I'd like to draw attention to the case of 80-bit long double on x86. When I added support for it in Boost.Atomic I noticed that it would usually be passed in an xmm register, where the lower 10 bytes contained value and the upper 6 contained undefined padding. Given that gcc stores and loads the full xmm register, this means that clearing the storage prior to storing the value is not enough (the random padding will be stored in the storage and break cmpxchg16b). In Boost.Atomic I had to clear the padding after storing the value, and this code is brittle because I have to know when long double value is 10 bytes (note that sizeof(long double) returns 16 on x86-64 and 12 on x86-32). I don't know if anything was done about it in recent gcc versions. Maybe the compiler could provide an intrinsic to clear any possible padding bits of a type? That would be useful not only for long double, but for structs with padding bits, because it allows to use memcpy to copy the value (which is arguably more efficient) and only clear padding when accepting the value from the user.
Another use case is C++20 atomic_ref, which may be bound to an object whose padding bits are in indeterminate state. An intrinsic to clear padding bits without altering the object value could be useful.
As discussed in bug #93916, the approach of zeroing the storage before constructing the object with internal padding doesn't work and is not required to work by the C++ standard.
(In reply to andysem from comment #2) > Another use case is C++20 atomic_ref, which may be bound to an object whose > padding bits are in indeterminate state. An intrinsic to clear padding bits > without altering the object value could be useful. Having now implemented atomic<T>::wait for libstdc++, I think the intrinsic to clear padding bits before calling __builtin_memcmp for generic (trivially copyable) T's is the right approach.
Created attachment 49563 [details] gcc11-pr88101-wip.patch Here is completely untested WIP of __builtin_clear_padding builtin, so far doesn't handle bit-fields, unions, VLAs and has a couple of other FIXMEs.
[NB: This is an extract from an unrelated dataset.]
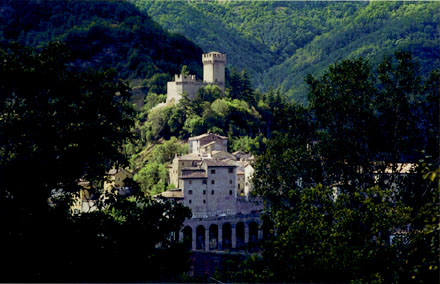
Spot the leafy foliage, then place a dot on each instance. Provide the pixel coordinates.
(58, 126)
(280, 42)
(101, 34)
(338, 213)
I'll try to complete this virtually from Baker Island (AoE timezone) tonight before stage1 closes there. Also I'll probably need to remember the originally passed pointer type in e.g. second artificial argument of the builtin (NULL), in case already before or during lower pass something would forward propagate the argument.
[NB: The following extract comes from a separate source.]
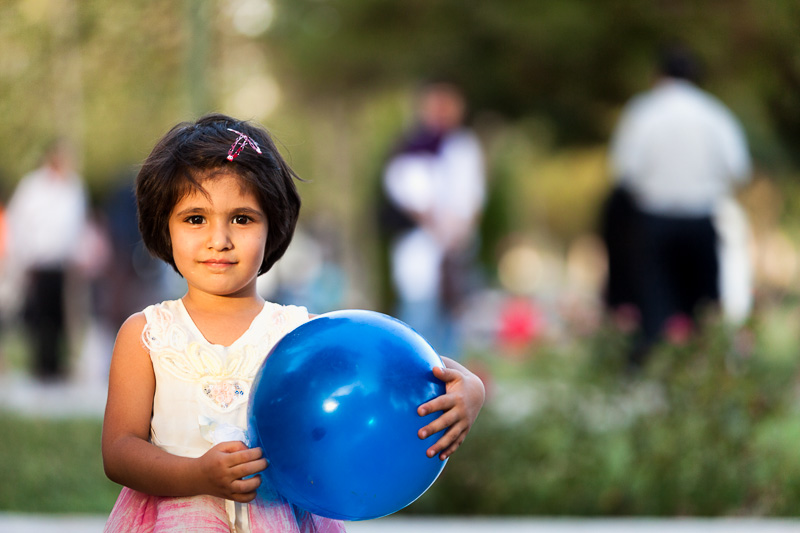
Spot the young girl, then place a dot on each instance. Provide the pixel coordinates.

Created attachment 49565 [details] gcc11-pr88101-wip.patch Fixed/updated patch that includes first testcase and passes it.
Created attachment 49567 [details] gcc11-pr88101-wip.patch Updated patch that canhandle bit-fields on both little end big endian and can handle also skipping of large paddings. Next task unions.
Created attachment 49569 [details] gcc11-pr88101-wip.patch Updated patch to handle unions.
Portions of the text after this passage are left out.